T_1ρ-weighted imaging has been extensively used in the past decades to assess pathology of liver, muscle, breast, brain, and tumor (32, 33, 47, 115, 122, 129, 130, 132–134) besides those of human MSK system (9, 34, 36, 38, 44, 47, 53, 62–69, 72–103, 105–110, 124). These studies have demonstrated the potential values of T_1ρ imaging for evaluating various physiologic and pathologic states. Aside from the application in early detection of cartilage degeneration, the above-mentioned different T1ρ imaging applications provide evidence that T_1ρ is sensitive to slow spin motions in tissue, and with appropriately chosen pulse sequence parameters, T_1ρ may show properties of a tissue of interest that are not observable through T₁ and T₂ imaging. T_1ρ-weighted imaging has been applied to a number of disease states and organ systems and has shown promise as a tool for early detection of pathology.

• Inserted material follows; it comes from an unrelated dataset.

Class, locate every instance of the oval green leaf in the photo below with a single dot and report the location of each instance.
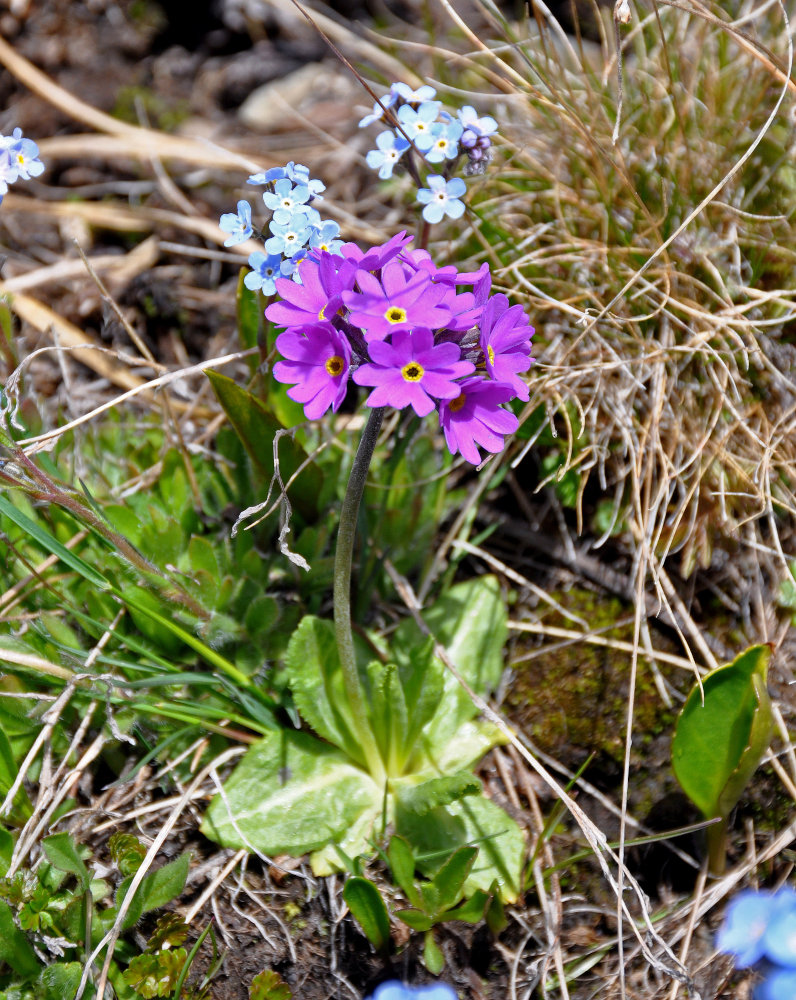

The influencing factors for calculating T_1ρ values of MSK tissues like cartilage and meniscus are individual subject variation, regions of interest (ROIs) measured, water content, spin-lock power, pulse sequence parameters, and protocol settings etc. Up to now, despite the promising results in evaluating small cohorts (OA, ACL injury and cartilage repair), the value of individual T_1ρ measurements in a clinical setting requires further standardization of image acquisition and post-processing methods, improved spatial resolution, rapid mapping techniques, reproducibility, specificity and validation with reference standard, larger propsective multi-center trials on multi-vendor platforms. Longitudinal changes among healthy controls, OA subjects, and the natural effects of ageing on T_1ρ are not yet well evaluated, which is another limitation. Although there still exist other technical challenges for T_1ρ imaging such as high SAR (especially at high and ultra high magnetic field strength) and relatively long acquisition time, T_1ρ cartilage imaging has the obvious advantages of no contrast agent administration, no RF hardware modification, higher dynamic range compared T₂ and the ability to be implemented on any standard clinical scanners (1.5T or 3.0T). The prospect of clinical applications exploiting the information available through T1ρ-weighted imaging is sure to be promising and will be of greatly progressive.

Summary

This review mainly deals with T_1ρ MR imaging of human MSK system and summarizes the practical applications of T_1ρ MR imaging technique in MSK system. T_1ρ imaging in human MSK system can offer clinically significant information associated with biochemical variations in human tissues such as the cartilage of the knee joint. In vivo T_1ρ mapping technique has demonstrated its feasibility in a number of cross sectional OA studies and limited number of longitudinal and multi-center trials. In vivo T_1ρ mapping needs further cross validation with other imaging modalities such as dGEMRIC, sodium MRI, and gagCEST. Additional studies are warranted to address the issues of sensitivity, specificity, and reproducibility (multi-center and multi-vendor trials) to OA severity, progression as well as prediction of development of OA. T_1ρ imaging has extensive prospect and great potential to be a valuable clinically diagnostic measure for the early detection of human MSK pathology and is a promising quantitative biomarker for MSK applications.

Table 1.

History of T_1ρ Pulse Sequence Development

T1ρ Sequence	Publication
2D single-slice T1ρ-weighted fast spin-echo (FSE) sequence	Duvvuri et al. Radiology 2001; 220: 822–826. (Ref. 28)
3D fast gradient-echo (FGRE) T1ρ-weighted sequence	Regatte et al. Acad Radiol 2004; 11: 741–749. (Ref. 34); Borthakur et al. J Magn Reson Imaging 2003; 17: 730–736. (Ref. 39)
2D multi-slice spin-lock (MS-SL) pulse sequence	Wheaton et al. Magn Reson Med 2004; 52: 1453–1458 (Ref. 40); Wheaton et al. J Magn Reson Imaging 2004; 20: 519–525 (Ref. 41).
multi-slice spiral T1ρ-weighted imaging pulse sequence	Li et al. Magn Reson Med 2005; 54: 929–936 (Ref. 42).
3D T1ρ-prepared balanced gradient echo (b-GRE) pulse sequence	Witschey et al. J Magn Reson Imaging 2008; 28: 744–754 (Ref. 43).
Ultrashort TE T1ρ (UTE T1ρ) sequence	Du et al. Magn Reson Med 2010; 64: 834–842 (Ref. 44).